D’abord, le nombre n’est pas si élevé comme d’aucuns le pensent. Nous sommes 7 millions de togolais, contre 86 institutions de microfinance, dont la majorité sont des mutuelles, des «associations». Nous n’avons pas un grand nombre d’institutions financières classiques mais des associations qui ont d’autres volets autre que le volet financier. Dire que c’est trop, c’est relatif.
Le problème, c’est qu’on assiste à un foisonnement à l’infini des institutions de microfinance qui ne sont pas professionnelles. C’est ça le souci. On est face à la prolifération des institutions non professionnelles, qui peuvent ouvrir un jour et fermer le lendemain.
Toutefois, l’impact est positif et réel, et les chiffres le démontrent. Aujourd’hui, on est à plus de 150 milliards (de F CFA) d’épargne, dans le secteur de la microfinance, contre 145 environ, il y a un an. Le nombre de membres ne cesse de grimper : 1.700.000 contre 1.500.000 en début 2015.
Sur la qualité des services, il y a lieu de professionnaliser les opérations. Nous avons encore des institutions, dont les guichets sont au manuel, et qui fonctionnent sur les produits classiques.
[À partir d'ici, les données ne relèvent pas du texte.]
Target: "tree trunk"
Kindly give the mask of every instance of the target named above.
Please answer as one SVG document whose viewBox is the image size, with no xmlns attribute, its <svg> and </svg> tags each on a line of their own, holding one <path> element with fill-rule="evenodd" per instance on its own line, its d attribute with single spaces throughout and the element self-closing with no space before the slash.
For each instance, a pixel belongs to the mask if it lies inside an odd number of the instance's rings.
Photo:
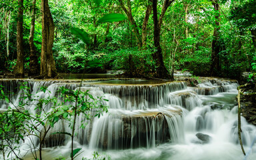
<svg viewBox="0 0 256 160">
<path fill-rule="evenodd" d="M 163 5 L 162 9 L 165 9 L 165 11 L 167 7 L 165 5 L 168 4 L 168 0 L 165 0 L 164 5 Z M 165 11 L 162 10 L 162 13 L 163 13 L 163 14 L 160 15 L 160 17 L 161 18 L 161 21 L 163 21 L 163 17 Z M 173 79 L 173 77 L 171 76 L 164 65 L 161 53 L 162 49 L 160 46 L 160 29 L 162 23 L 157 19 L 157 0 L 153 0 L 153 19 L 154 21 L 154 45 L 157 49 L 157 51 L 153 54 L 153 58 L 156 63 L 156 73 L 155 76 L 155 77 L 160 79 Z"/>
<path fill-rule="evenodd" d="M 213 30 L 213 39 L 211 44 L 211 75 L 217 76 L 221 71 L 221 66 L 219 65 L 219 52 L 220 47 L 219 44 L 219 5 L 217 2 L 213 2 L 214 10 L 217 12 L 215 15 L 215 24 Z"/>
<path fill-rule="evenodd" d="M 151 11 L 152 11 L 152 5 L 149 5 L 147 7 L 143 23 L 142 24 L 142 27 L 141 27 L 141 41 L 142 41 L 142 48 L 143 49 L 146 49 L 147 26 L 147 23 L 149 22 L 149 15 L 151 13 Z"/>
<path fill-rule="evenodd" d="M 30 47 L 30 61 L 29 61 L 29 76 L 36 76 L 39 73 L 39 66 L 38 65 L 37 55 L 36 54 L 35 45 L 34 45 L 34 33 L 35 33 L 35 2 L 36 0 L 32 1 L 32 17 L 31 25 L 30 27 L 29 33 L 29 47 Z"/>
<path fill-rule="evenodd" d="M 54 78 L 58 74 L 53 55 L 54 29 L 53 17 L 48 0 L 42 0 L 42 49 L 41 53 L 40 74 L 45 78 Z"/>
<path fill-rule="evenodd" d="M 19 0 L 18 21 L 17 23 L 17 63 L 14 74 L 15 77 L 24 77 L 24 57 L 23 57 L 23 0 Z"/>
<path fill-rule="evenodd" d="M 123 10 L 125 11 L 125 14 L 128 17 L 128 20 L 130 21 L 132 25 L 133 28 L 133 32 L 135 34 L 135 36 L 136 37 L 137 43 L 138 45 L 139 48 L 141 48 L 142 47 L 142 43 L 140 37 L 140 34 L 139 32 L 138 26 L 136 24 L 135 21 L 133 19 L 133 15 L 131 14 L 131 0 L 127 0 L 127 9 L 125 6 L 125 5 L 123 3 L 122 0 L 119 0 L 121 7 L 122 7 Z"/>
<path fill-rule="evenodd" d="M 251 39 L 253 39 L 253 43 L 254 47 L 256 49 L 256 29 L 250 29 L 250 31 L 252 35 Z"/>
</svg>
D’où une nécessité de professionnalisation accrue du secteur, et une écoute attentive des populations, afin de leur proposer des produits qui répondent à leurs besoins réels. Aujourd’hui, ce n’est pas systématiquement fait, mais il y a une prise de conscience pour améliorer les modes opératoires.
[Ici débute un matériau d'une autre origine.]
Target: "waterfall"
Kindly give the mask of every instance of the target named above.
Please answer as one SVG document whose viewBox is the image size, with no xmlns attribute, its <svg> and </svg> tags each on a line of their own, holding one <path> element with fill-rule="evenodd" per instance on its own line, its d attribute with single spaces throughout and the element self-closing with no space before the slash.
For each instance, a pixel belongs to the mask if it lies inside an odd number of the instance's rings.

Parlons des banques, Monsieur Ketor. Comment expliquez-vous la multiplication des banques au Togo, malgré déjà l’existence de solutions alternatives aux services bancaires ?
Le marché est ouvert dans l’Union économique et monétaire ouest-africaine. Dès que vous avez l’agrément, il est unique, vous pouvez opérer sur les huit sites. Et donc, une banque qui a l’agrément au Sénégal peut intervenir au Togo. Qu’on assiste à l’augmentation du nombre des banques, c’est une chose à apprécier. Cela arrange la population, et en tant que professionnels, ça aiguise notre sens du professionnalisme. Ces institutions ont fait leurs preuves en Afrique centrale, en Afrique du Nord. Arrivées au Togo, elles vont sûrement semer l’émulation au sein de la population et des professionnels, et donc, tout le monde en profite. Je n’y vois pas une concurrence vorace entre banques et IMF.
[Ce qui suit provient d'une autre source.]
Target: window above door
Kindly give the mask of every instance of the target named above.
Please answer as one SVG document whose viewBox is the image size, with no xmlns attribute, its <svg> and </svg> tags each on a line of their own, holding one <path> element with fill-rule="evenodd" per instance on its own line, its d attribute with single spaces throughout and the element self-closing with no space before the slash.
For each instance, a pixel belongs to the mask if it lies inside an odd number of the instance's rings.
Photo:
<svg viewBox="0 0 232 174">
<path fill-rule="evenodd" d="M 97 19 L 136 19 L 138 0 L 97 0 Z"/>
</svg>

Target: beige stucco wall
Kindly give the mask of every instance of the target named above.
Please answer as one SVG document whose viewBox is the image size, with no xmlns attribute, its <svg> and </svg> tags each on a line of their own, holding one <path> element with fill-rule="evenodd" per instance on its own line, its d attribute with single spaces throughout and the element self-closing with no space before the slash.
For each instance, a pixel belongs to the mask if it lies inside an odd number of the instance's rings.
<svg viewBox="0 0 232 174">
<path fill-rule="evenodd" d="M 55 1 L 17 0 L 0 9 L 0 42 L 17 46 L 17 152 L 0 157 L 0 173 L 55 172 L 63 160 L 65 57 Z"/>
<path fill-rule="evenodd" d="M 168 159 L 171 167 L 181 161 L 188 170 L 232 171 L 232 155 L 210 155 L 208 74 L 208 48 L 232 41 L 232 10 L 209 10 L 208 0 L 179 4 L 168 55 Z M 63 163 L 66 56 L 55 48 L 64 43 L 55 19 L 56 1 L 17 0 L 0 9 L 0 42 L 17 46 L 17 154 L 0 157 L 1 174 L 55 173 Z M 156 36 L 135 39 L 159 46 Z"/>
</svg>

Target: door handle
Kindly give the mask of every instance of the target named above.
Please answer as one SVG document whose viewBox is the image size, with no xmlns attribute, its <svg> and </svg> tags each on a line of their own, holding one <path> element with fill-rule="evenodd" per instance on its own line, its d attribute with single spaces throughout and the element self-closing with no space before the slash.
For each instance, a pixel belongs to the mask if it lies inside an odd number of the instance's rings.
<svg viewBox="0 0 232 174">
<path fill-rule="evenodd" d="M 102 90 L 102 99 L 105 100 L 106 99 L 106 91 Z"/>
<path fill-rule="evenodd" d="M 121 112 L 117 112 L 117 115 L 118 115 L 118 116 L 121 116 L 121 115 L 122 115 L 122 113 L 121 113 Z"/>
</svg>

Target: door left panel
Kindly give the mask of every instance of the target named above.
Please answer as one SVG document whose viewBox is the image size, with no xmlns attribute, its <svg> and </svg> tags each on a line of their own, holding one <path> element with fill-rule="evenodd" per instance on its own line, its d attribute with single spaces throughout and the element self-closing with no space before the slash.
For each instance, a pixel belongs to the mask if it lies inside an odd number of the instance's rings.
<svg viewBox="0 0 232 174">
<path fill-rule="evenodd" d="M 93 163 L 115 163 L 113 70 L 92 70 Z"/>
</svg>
Justement, en tout état de cause, peut-on parler de concurrence aujourd’hui, entre banques et IMF, ou plutôt de complémentarité ?
Oui et non. Concurrence oui, parce qu’on est 7 millions de togolais contre 14 banques et 86 IMF. Théoriquement, il y a concurrence. Mais complémentarité, disons que les banques sont en train de descendre vers la population cible des IMF. Et ces dernières sont en train de monter vers la population cible des banques. Il y a quand même une ligne d’intersection, une zone dans lequel chacun intervient, et on se complète. Il y a des crédits que nos institutions ne peuvent pas faire, en termes de montant ou d’activité. Et entre temps, nos avions envisagé des alliances entre banques et IMF pour aller sur ces crédits. C’est dire certes, qu’il y a concurrence, mais il y a également complémentarité.
Et où en êtes-vous aujourd’hui avec les alliances entre banques et IMF ?
Nous ne sommes qu’à l’étape des discours. Nous avons fait beaucoup de rencontres et de séminaires en ce sens, mais étant toujours des concurrents, on se méfie toujours, les unes des autres.
Votre mot de la fin ?
Je lance un appel à l’adresse de la population. Il n’est pas facile d’avoir de l’argent. Et pour le déposer quelque part, il faut qu’on s’assure que cette institution est reconnue.